# South Central ND Hunting



## Field Hunter (Mar 4, 2002)

I hunted the South Central area of ND this past weekend with a number of guys from out side of the state. Thanks to the outstanding lodging that we found in the area from one of the local outfitters that allowed us to stay while not hunting his land.

Just wanted to say the hunting has gotten very tough in that area. Although there is still access available if you look, it appears that the remaining land has been greatly reduced. More posting than ever and the one thing that I noticed in every area is that the sloughs that would have allowed good hunting are gone. Hundreds of acres of seasonal wetlands have been burned and or plowed under this Fall. The greatly reduced remaining areas that allow access are getting hunted much harder than in the past. Those are the wetlands.....the cattails...that allow the birds and the deer and all other wildlife to flourish when it gets cold. There are many PLOTS areas but many have been hayed this year..and many have CRP that the wildlife don't prefer in the harsh winter time.

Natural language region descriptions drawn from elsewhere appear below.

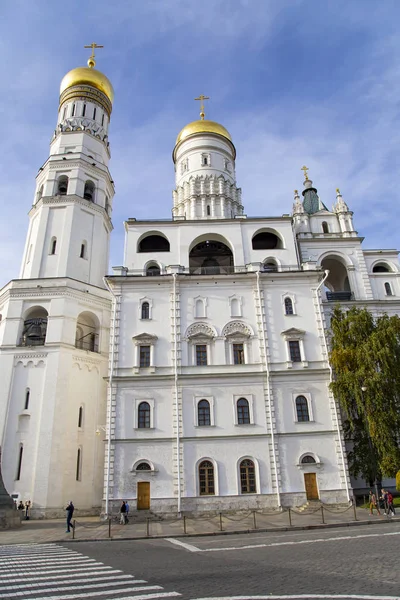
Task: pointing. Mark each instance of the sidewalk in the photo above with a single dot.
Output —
(94, 529)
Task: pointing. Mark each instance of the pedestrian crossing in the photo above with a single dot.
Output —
(52, 572)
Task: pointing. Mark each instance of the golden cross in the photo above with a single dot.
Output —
(202, 98)
(305, 169)
(91, 61)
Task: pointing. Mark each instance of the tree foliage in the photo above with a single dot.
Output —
(365, 356)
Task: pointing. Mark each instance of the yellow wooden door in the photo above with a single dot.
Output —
(143, 495)
(310, 481)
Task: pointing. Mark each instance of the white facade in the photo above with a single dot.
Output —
(218, 372)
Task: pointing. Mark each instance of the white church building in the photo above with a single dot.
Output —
(202, 361)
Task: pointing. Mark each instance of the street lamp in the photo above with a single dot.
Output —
(371, 450)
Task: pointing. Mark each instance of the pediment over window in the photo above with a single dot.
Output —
(145, 338)
(293, 334)
(236, 328)
(200, 330)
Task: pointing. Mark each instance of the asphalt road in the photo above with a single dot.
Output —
(360, 561)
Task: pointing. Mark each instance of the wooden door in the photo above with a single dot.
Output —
(310, 481)
(143, 495)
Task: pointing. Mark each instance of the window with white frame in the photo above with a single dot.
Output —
(204, 411)
(235, 306)
(295, 346)
(237, 342)
(144, 350)
(243, 411)
(143, 413)
(200, 337)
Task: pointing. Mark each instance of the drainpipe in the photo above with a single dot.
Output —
(110, 384)
(331, 380)
(278, 495)
(176, 392)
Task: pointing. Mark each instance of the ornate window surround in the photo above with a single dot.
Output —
(144, 339)
(294, 334)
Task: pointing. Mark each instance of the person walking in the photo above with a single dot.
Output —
(390, 504)
(122, 511)
(373, 504)
(70, 511)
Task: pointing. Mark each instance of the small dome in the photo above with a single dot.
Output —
(88, 76)
(203, 126)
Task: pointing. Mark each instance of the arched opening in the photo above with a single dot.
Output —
(381, 268)
(243, 411)
(88, 192)
(35, 327)
(144, 415)
(388, 289)
(210, 257)
(154, 243)
(87, 332)
(288, 306)
(247, 477)
(153, 269)
(203, 413)
(62, 185)
(337, 284)
(206, 478)
(308, 460)
(302, 411)
(266, 240)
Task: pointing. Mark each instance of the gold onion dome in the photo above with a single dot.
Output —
(88, 76)
(203, 126)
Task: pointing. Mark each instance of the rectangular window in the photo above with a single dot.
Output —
(238, 354)
(144, 356)
(294, 348)
(201, 355)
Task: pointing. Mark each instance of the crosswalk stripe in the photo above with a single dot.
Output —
(84, 587)
(50, 571)
(50, 561)
(101, 593)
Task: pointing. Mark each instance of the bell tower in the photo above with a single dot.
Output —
(70, 219)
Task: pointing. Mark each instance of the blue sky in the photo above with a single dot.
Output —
(313, 82)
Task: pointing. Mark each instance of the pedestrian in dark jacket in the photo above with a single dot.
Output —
(70, 511)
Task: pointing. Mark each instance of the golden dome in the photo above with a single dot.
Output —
(88, 76)
(203, 126)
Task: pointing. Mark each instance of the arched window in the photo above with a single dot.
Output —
(206, 478)
(80, 416)
(53, 245)
(243, 411)
(143, 467)
(19, 465)
(88, 192)
(203, 413)
(27, 397)
(153, 270)
(288, 306)
(247, 477)
(308, 460)
(79, 465)
(144, 415)
(388, 289)
(302, 409)
(62, 186)
(145, 310)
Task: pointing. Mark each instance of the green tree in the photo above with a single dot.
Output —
(365, 356)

All-in-all the hunting was ok...shot a few birds, had some fun with friends. Birds were VERY skittish. Many birds flushing 200 yards ahead even with a 25 mph wind blowing in our face. I've hunted 30+ years in ND for pheasants and I've never seen the birds so wild this time of the year....I'm assumng it's the greatly increased pressure on them from more resident and NR hunters.

(Good thing they don't migrate or they'd all be in Sand lake by now..LOL)


----------



## DJRooster (Nov 4, 2002)

This is when it is fun! Anyone can go out and shoot a limit of birds in the early season so I call that "killing!" Now, the birds can be smarter than the dogs and the hunters so this is no longer the "killing" season it is the "hunting" season! Don't you just love it!!


----------



## Dick Monson (Aug 12, 2002)

You mean like this? http://www.nodakoutdoors.com/forums/vie ... hp?t=32332

If there ever was a time to rewrite wetland protection in the next farm bill it is now.


----------